Это ведь вся его жизнь. В данном личностном континууме по крайней мере.
— Мне многое было интересно про то, зачем люди живут.
— И ты узнал?
— Да. Их физические ощущения очень яркие. Прежде я чувствовал все довольно смутно, теперь я чувствую себя…
Он щелкнул пальцами:
— Заостренным.
Рейнхард вдруг поцеловал меня, рука его раздвинула мне ноги, он доставил мне краткое, опасное удовольствие прикосновения, скользнув в меня только на секунду. Я закрыла глаза, но и поцелуй, и прикосновение почти тут же прекратились. Рейнхард достал из кармана портсигар, и мы неторопливо закурили, одновременно выдохнули дым вверх, и в комнате стало еще больше белого. Когда Рейнхард затянулся, я увидела, что на его пальцах были белесые пятна спермы, выделявшиеся на черной коже перчаток, и тускло поблескивавшая кровь. Отсутствие брезгливости было в нем не просто качеством, одним из многих, оно делало его отчего-то еще менее человечным.
— Для этого есть концепция.
— Если скажешь мне, для чего именно, я буду лучше поддерживать разговор.
Я стряхнула пепел прямо на подушку, словно бы мне не нужно было спать на ней. Фрау Винтерштайн, наверное, очень разозлится.
— Колонизация сознания угнетенных угнетателями.
— Что?
— Ты не попыталась меня раздеть. Тебя это заводит, так?

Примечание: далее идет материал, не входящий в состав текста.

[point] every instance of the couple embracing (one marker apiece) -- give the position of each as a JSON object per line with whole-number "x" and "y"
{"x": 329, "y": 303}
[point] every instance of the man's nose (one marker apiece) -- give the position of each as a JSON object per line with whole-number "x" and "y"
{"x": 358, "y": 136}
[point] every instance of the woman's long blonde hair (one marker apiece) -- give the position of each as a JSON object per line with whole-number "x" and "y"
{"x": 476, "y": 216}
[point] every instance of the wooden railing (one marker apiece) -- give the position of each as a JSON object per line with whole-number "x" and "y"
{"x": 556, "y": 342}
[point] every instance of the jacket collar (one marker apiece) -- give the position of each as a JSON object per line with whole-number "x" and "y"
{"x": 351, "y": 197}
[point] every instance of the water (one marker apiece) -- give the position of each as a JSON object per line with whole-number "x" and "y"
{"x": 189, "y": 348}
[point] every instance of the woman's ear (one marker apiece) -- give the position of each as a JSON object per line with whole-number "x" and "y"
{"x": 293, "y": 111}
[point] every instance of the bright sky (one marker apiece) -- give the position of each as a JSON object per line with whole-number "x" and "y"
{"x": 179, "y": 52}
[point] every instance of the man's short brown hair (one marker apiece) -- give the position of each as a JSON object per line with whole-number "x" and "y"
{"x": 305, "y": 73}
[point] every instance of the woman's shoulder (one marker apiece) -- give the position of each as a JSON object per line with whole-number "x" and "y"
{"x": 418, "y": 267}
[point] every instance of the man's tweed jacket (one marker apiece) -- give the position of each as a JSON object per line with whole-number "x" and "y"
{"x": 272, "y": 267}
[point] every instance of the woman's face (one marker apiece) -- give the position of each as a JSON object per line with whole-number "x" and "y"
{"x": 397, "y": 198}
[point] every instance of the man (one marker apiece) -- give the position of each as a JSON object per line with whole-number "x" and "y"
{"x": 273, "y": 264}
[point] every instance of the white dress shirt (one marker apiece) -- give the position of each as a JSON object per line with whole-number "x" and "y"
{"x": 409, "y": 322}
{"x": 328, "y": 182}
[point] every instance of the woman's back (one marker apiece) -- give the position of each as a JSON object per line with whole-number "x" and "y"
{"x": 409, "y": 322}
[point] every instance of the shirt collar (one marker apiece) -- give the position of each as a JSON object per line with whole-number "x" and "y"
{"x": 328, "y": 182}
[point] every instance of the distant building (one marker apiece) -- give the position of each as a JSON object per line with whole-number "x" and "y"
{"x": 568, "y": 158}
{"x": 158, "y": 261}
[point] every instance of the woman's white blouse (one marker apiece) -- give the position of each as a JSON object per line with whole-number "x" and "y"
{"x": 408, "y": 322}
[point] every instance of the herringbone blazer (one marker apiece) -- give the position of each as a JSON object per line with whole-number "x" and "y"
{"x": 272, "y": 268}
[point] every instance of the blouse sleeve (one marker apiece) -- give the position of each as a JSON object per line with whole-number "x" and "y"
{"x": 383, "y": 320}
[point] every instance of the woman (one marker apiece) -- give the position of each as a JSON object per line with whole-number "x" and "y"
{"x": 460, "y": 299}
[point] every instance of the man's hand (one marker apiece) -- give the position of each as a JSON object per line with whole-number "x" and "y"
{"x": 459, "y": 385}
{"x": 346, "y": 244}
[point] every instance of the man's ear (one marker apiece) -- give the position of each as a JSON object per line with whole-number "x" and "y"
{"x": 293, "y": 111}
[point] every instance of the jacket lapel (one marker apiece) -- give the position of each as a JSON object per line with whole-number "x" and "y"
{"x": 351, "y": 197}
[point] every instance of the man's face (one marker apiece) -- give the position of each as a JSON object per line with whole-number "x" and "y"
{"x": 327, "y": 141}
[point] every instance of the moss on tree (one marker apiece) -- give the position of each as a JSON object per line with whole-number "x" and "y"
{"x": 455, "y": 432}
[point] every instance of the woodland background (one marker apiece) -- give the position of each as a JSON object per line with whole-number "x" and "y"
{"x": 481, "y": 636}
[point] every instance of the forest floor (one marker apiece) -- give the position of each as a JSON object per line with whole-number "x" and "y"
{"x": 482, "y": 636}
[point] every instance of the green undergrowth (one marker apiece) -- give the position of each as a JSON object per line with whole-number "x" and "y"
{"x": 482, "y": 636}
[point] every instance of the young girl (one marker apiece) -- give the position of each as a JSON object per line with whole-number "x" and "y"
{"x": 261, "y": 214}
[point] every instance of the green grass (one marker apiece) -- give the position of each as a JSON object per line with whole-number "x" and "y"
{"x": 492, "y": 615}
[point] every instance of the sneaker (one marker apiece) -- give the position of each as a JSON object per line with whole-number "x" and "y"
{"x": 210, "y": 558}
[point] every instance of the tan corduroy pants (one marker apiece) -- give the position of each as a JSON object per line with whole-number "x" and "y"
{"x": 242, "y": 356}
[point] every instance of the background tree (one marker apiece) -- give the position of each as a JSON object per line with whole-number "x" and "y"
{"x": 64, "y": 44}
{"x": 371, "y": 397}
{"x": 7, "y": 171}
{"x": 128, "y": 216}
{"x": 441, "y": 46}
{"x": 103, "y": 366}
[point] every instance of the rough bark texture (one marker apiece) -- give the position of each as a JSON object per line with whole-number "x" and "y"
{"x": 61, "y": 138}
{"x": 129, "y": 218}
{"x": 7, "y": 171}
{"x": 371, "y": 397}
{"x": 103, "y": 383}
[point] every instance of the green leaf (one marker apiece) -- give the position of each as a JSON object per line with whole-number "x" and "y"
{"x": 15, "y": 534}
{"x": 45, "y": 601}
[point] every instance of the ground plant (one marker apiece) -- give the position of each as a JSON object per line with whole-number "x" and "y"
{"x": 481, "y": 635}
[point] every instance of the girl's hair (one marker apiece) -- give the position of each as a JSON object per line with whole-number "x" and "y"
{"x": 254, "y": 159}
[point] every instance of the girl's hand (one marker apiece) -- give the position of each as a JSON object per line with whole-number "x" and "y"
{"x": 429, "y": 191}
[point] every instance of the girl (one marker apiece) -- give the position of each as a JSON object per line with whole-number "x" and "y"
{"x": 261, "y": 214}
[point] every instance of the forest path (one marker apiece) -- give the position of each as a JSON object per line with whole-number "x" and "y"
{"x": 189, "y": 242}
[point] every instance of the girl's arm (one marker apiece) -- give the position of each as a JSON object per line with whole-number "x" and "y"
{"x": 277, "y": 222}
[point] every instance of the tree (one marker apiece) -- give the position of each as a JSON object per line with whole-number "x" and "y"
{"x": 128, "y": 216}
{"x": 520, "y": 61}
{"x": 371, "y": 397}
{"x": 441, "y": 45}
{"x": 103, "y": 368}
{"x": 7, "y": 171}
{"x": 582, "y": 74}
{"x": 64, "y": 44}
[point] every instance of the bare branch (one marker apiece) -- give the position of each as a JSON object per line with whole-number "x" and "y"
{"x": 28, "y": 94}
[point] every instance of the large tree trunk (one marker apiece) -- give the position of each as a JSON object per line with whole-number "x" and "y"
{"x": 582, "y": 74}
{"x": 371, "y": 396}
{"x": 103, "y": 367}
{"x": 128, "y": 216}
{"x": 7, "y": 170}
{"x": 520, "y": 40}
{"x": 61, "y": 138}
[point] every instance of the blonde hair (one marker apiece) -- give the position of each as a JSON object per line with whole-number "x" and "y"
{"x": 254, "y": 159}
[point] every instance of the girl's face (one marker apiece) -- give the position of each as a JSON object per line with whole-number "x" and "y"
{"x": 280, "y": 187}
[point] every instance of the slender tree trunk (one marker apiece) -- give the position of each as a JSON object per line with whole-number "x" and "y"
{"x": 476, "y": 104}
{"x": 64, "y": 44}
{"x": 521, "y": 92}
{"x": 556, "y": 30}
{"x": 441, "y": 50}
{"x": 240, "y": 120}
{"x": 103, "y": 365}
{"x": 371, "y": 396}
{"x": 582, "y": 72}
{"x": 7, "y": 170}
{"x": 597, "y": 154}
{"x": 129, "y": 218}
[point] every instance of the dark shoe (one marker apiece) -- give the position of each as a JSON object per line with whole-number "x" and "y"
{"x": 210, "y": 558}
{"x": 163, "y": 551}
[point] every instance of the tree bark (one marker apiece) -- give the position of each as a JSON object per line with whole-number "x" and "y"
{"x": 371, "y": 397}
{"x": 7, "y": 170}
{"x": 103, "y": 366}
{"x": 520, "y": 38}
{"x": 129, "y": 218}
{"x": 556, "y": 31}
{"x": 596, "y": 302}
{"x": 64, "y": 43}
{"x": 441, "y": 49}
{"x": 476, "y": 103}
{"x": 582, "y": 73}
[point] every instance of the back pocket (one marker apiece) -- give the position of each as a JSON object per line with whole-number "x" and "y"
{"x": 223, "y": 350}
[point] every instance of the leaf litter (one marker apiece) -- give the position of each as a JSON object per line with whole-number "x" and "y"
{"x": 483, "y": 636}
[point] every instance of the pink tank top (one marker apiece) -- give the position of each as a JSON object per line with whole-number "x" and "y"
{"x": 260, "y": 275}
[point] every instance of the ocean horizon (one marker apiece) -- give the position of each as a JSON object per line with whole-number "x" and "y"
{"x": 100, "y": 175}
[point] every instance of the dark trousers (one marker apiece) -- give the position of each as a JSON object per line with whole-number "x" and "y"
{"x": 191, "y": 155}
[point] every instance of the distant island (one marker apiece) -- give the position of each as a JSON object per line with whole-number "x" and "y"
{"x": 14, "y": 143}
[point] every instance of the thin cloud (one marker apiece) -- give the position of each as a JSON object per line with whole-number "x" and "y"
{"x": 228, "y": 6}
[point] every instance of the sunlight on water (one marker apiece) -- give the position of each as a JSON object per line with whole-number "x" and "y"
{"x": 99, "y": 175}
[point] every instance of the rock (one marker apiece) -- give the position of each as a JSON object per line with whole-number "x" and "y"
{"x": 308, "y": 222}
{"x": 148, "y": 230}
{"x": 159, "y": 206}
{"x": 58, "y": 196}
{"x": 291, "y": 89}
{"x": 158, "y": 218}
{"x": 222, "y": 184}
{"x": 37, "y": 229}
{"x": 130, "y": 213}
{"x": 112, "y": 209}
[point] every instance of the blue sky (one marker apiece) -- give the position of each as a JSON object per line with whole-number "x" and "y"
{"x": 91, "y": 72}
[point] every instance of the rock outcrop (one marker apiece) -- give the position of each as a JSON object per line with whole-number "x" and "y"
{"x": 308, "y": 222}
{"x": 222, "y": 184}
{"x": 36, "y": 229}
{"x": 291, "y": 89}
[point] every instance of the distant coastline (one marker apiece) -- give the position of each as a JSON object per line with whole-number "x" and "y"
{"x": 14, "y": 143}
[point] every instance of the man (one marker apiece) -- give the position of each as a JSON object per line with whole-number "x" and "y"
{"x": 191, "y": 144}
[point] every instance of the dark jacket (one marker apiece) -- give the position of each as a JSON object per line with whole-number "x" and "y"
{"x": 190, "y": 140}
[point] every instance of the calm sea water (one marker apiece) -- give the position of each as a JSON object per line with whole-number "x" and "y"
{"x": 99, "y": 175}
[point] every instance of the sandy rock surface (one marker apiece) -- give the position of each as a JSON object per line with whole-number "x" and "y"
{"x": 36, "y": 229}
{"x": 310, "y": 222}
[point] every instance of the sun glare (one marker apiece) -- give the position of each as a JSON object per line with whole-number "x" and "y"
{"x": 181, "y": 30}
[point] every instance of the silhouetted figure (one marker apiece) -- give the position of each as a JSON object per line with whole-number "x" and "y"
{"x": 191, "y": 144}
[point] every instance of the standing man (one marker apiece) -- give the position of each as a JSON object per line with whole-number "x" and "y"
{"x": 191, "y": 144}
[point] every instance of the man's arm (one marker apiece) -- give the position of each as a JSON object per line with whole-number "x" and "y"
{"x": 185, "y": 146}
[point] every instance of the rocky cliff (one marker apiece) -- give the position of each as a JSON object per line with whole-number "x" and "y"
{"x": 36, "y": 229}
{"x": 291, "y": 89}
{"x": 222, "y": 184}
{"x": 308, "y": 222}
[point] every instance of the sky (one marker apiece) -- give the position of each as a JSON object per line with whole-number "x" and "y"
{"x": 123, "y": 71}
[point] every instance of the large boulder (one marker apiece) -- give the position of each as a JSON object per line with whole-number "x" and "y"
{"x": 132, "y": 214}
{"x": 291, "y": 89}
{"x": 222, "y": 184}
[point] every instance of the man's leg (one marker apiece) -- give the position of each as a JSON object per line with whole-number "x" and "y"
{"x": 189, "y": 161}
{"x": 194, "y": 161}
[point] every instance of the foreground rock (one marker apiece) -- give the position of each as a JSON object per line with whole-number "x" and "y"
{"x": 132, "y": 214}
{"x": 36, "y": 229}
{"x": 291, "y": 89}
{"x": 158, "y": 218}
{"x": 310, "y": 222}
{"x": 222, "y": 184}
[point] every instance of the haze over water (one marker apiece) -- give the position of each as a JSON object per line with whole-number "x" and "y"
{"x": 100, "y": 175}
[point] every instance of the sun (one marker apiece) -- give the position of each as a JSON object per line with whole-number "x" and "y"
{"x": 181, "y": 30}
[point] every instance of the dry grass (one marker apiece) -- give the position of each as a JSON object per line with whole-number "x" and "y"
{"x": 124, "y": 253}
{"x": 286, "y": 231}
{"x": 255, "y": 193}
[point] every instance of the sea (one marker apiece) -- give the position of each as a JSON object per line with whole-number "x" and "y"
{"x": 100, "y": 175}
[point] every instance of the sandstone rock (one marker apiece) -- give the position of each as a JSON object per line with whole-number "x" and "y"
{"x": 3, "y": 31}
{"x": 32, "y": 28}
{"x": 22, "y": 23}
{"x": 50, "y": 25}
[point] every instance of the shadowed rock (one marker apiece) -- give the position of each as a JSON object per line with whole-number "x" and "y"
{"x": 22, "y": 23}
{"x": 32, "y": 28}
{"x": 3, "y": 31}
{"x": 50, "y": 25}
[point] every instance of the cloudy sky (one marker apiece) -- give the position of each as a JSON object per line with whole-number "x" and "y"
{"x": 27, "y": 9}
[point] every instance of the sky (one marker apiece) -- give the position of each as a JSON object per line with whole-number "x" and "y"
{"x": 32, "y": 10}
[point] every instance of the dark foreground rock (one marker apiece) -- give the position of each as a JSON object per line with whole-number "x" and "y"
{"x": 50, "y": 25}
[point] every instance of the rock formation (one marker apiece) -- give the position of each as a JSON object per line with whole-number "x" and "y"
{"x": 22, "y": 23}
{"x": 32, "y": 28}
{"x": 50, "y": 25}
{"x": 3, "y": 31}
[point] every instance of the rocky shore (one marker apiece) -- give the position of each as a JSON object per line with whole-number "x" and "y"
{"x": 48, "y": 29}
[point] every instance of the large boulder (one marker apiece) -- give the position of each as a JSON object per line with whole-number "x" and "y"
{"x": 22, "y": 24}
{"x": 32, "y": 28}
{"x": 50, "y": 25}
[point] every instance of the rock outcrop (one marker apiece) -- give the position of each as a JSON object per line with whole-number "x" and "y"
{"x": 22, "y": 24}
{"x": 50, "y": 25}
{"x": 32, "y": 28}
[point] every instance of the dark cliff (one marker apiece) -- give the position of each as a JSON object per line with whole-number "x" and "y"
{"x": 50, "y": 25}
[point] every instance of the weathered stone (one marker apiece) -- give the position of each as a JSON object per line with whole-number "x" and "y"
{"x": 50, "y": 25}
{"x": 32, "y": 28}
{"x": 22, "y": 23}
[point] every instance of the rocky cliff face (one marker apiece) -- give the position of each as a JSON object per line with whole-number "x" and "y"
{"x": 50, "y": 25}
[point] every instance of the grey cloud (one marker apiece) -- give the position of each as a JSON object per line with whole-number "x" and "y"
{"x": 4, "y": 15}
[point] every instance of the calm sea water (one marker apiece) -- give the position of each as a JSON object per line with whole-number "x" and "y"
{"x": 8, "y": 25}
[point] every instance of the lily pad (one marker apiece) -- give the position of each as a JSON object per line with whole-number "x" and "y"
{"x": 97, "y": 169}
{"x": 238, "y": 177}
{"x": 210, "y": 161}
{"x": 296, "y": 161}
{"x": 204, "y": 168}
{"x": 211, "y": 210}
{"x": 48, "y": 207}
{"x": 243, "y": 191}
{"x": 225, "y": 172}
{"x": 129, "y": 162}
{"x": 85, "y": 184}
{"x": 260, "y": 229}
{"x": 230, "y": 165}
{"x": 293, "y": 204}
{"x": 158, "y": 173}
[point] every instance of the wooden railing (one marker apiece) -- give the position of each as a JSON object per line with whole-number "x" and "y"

— Если бы меня спросили, какие сексуальные практики мне ближе всего, я ответила бы: политический садомазохизм.
Он криво улыбнулся. Я не поняла, нравится ему то, что он наблюдал или нет. Интонации его считать было очень сложно, и хотя мы говорили на одном языке, мне казалось, что сама речь не родной ему инструмент, и он не вполне владеет тем, о чем другие даже не задумываются.
— Символ боли, смерти и страха стал для тебя сексуальным фетишем. Что бы ты ни думала, ты делаешь то, чего от тебя и хотят.
— Странно, — я пожала плечами. — Я надеялась иронически обыграть.
Кажется, Рейнхард понимал сарказм. А может в моем исполнении он был слишком банален, а потому всем доступен. Быть может, Рейнхард и раньше его понимал.
— В конце концов, — сказал он. — Нет большой разницы между тем, встанешь ты на колени, чтобы принести присягу или чтобы отсосать.
— Это разве не опасные слова?
— Если бы их произнесла ты, наверное, они могли бы такими показаться.
— И что ты об этом думаешь?
Мне хотелось задавать ему этот вопрос раз за разом, он говорил достаточно, но его собственные мысли были скрыты. Слова, словно сверкающие инструменты, холодный металл, который погружают в тело. Ничего личного. В этом сходны медицина и война — ничего личного, мы просто вонзаем что-то в твою плоть.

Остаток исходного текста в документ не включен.